Ha ceduto dalla metà degli anni novanta, quando parte dei Popolari scelse Berlusconi. Fu – da parte loro – un doppio errore. Cedettero ad una idea senza anima valoriale del “centro” e finirono in una alleanza che rivendicava con orgoglio proprio la rimozione del confine a destra (lo sdoganamento dei fascisti, come ha detto recentemente Berlusconi). Sappiamo come è poi finita l’avventura. E sappiamo anche come è finita l’esperienza dei popolari in Europa, da quando il PPE ha allargato a dismisura i propri confini a destra, fino a rendere minoritaria, nella sostanza, la propria radice cristiano-democratica.
Dunque, il confine a destra rimane a maggior ragione oggi come un paletto essenziale per la definizione di una prospettiva possibile dei “popolari veri”.
È, il nostro, un tempo strano e contraddittorio, nel quale segnali di speranza si mescolano a nuovi rischi e insidie inedite.
Rischi e insidie per la nostra idea di democrazia e di società non stanno solo a destra, naturalmente – poiché riguardano processi di radicale e generale mutamento di tutti gli scenari – ma trovano nella destra il loro luogo esponenziale e naturale di concentrazione.
Detto ciò, mi pare che ribadire il principio di “autonomia” rispetto a tutto ciò che destra non è rappresenti un necessario punto di partenza per sviluppare una posizione politica riconoscibile e visibile. Una posizione che, appunto, “esiste in quanto tale” e non in quanto “alleata” con altri.
Nella storia politica dei popolari, peraltro, questo principio della “autonomia” è sempre stato interpretato non come isolamento o come presunzione di autosufficienza. Per i popolari, la contesa politica non è finalizzata alla conquista del potere, ma al servizio del bene comune.
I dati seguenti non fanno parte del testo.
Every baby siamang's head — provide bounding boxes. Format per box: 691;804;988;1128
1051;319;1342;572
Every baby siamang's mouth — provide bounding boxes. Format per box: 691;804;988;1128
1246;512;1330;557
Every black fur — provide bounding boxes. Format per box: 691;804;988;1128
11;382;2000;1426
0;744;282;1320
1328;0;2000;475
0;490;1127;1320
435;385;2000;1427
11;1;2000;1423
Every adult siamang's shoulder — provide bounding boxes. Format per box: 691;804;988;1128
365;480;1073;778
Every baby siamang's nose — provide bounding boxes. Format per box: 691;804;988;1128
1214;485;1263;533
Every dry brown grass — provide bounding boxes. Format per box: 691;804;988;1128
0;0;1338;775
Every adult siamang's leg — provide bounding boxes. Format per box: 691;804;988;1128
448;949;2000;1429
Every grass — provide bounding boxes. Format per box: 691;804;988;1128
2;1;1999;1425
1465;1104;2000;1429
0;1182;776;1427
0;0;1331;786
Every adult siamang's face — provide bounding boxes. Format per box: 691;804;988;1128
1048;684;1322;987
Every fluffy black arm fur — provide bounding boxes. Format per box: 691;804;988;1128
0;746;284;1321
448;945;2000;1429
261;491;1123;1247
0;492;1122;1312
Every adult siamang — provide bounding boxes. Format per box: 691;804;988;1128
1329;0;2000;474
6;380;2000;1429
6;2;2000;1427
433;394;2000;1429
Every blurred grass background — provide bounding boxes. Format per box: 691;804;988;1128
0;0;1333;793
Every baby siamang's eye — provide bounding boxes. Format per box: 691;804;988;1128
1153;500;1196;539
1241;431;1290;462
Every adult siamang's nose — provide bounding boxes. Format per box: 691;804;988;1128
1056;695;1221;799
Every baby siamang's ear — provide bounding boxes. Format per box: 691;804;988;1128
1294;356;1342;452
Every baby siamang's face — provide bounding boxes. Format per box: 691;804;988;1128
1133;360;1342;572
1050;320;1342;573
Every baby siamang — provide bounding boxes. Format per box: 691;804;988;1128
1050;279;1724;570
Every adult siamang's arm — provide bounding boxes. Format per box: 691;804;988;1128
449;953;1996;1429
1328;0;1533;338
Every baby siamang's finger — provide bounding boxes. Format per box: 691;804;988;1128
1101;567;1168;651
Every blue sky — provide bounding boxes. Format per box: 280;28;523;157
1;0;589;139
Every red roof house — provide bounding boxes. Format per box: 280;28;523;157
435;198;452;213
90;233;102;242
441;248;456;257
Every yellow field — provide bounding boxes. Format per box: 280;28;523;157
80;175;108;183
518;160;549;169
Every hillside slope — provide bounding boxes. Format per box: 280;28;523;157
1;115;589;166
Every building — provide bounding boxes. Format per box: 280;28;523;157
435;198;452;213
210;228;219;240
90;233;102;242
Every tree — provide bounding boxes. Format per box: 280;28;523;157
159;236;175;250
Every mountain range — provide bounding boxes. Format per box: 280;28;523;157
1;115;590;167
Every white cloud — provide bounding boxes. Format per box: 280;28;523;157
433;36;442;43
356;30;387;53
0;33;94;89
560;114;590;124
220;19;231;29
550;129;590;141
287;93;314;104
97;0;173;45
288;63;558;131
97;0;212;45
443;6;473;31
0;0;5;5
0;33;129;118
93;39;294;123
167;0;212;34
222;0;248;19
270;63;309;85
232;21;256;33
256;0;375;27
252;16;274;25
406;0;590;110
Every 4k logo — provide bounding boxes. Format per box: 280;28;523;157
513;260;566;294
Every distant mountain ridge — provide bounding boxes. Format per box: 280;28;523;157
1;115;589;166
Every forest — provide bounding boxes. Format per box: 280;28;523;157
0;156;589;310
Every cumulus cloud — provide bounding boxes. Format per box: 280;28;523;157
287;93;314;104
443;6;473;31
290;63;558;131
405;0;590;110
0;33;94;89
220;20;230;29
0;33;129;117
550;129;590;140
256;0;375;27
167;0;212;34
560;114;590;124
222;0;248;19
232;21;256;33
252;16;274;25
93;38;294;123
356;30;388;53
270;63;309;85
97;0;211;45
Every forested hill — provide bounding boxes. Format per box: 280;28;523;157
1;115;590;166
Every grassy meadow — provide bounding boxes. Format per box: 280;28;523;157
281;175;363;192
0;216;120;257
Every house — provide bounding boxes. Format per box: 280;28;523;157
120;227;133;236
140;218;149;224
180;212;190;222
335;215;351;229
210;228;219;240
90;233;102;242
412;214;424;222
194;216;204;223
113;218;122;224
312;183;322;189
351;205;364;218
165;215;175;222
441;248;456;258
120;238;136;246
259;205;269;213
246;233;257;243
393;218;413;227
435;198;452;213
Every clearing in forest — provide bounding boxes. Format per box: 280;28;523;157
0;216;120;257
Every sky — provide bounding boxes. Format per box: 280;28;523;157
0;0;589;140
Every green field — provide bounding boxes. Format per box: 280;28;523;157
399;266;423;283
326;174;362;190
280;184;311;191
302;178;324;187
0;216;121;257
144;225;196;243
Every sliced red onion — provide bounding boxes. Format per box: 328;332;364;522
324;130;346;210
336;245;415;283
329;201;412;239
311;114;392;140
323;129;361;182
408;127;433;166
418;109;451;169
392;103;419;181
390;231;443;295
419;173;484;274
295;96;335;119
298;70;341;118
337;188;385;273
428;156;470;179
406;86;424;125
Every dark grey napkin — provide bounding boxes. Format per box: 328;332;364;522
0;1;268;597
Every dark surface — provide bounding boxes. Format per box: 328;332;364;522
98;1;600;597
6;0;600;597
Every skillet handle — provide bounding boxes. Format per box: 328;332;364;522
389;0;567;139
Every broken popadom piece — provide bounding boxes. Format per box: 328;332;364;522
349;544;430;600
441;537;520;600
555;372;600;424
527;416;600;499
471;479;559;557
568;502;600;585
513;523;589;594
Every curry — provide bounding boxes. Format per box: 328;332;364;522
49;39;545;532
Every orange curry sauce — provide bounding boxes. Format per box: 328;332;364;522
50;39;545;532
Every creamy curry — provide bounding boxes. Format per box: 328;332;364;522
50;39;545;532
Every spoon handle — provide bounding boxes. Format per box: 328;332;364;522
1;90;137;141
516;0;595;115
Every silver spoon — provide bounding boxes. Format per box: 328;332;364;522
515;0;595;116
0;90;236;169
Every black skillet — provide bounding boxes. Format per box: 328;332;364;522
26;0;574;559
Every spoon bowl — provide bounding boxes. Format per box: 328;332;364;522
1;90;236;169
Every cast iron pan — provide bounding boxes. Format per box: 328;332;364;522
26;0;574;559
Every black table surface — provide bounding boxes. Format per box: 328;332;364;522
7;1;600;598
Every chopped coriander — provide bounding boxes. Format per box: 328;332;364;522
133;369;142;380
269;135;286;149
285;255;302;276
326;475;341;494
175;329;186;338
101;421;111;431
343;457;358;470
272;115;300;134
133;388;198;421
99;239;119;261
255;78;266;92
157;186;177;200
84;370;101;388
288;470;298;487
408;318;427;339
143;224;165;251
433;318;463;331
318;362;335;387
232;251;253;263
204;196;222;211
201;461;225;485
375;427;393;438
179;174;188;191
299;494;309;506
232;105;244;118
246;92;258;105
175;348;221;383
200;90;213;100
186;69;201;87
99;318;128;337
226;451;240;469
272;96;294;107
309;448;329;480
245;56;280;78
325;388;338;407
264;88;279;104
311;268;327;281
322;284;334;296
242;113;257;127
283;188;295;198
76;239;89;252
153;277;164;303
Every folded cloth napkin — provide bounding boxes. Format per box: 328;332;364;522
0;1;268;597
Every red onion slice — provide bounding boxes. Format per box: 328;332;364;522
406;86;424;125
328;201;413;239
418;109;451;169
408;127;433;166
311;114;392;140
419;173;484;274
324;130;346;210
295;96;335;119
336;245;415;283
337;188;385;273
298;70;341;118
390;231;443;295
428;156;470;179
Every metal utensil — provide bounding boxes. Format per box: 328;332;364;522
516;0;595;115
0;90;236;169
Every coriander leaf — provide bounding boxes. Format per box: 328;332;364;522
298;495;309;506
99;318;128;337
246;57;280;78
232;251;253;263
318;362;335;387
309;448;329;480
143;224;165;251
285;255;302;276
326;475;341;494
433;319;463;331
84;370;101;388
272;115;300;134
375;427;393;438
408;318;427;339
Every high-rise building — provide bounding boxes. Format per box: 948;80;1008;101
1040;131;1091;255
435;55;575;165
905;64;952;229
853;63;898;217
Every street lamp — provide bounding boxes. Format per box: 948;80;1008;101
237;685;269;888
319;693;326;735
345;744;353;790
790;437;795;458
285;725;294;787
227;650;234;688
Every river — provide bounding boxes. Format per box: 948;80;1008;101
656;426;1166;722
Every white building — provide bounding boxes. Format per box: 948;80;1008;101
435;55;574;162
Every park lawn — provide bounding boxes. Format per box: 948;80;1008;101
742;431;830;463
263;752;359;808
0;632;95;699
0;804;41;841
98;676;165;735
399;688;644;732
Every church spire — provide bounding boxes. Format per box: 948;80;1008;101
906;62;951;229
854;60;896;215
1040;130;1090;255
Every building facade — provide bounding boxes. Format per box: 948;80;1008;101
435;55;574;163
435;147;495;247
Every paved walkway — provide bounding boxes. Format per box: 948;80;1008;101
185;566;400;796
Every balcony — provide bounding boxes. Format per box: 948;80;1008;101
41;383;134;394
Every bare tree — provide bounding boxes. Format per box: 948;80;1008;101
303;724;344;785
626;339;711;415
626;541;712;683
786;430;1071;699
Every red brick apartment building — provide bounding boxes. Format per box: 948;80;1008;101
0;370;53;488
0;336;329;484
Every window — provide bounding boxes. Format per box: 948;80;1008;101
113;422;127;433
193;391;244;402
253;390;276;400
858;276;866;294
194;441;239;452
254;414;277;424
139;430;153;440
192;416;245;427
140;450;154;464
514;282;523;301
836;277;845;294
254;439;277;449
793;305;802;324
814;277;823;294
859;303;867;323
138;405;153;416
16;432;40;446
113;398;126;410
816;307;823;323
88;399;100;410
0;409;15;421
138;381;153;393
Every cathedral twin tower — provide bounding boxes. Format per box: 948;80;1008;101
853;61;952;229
E questa responsabilità coinvolge tutte le persone e le forze di buona volontà.
Il concorso plurale dei “diversi” che si riconoscono in una visione convergente di democrazia, libertà e giustizia sociale – a livello nazionale, europeo e globale – ha sempre rappresentato la cifra della politica dei popolari e dei democratici cristiani, in primis attraverso la dottrina di Alcide Degasperi in tema di cultura coalizionale.
In un tempo di divisioni e di frammentazioni come il nostro, mi pare che questa cifra debba essere ancor più la nostra bussola.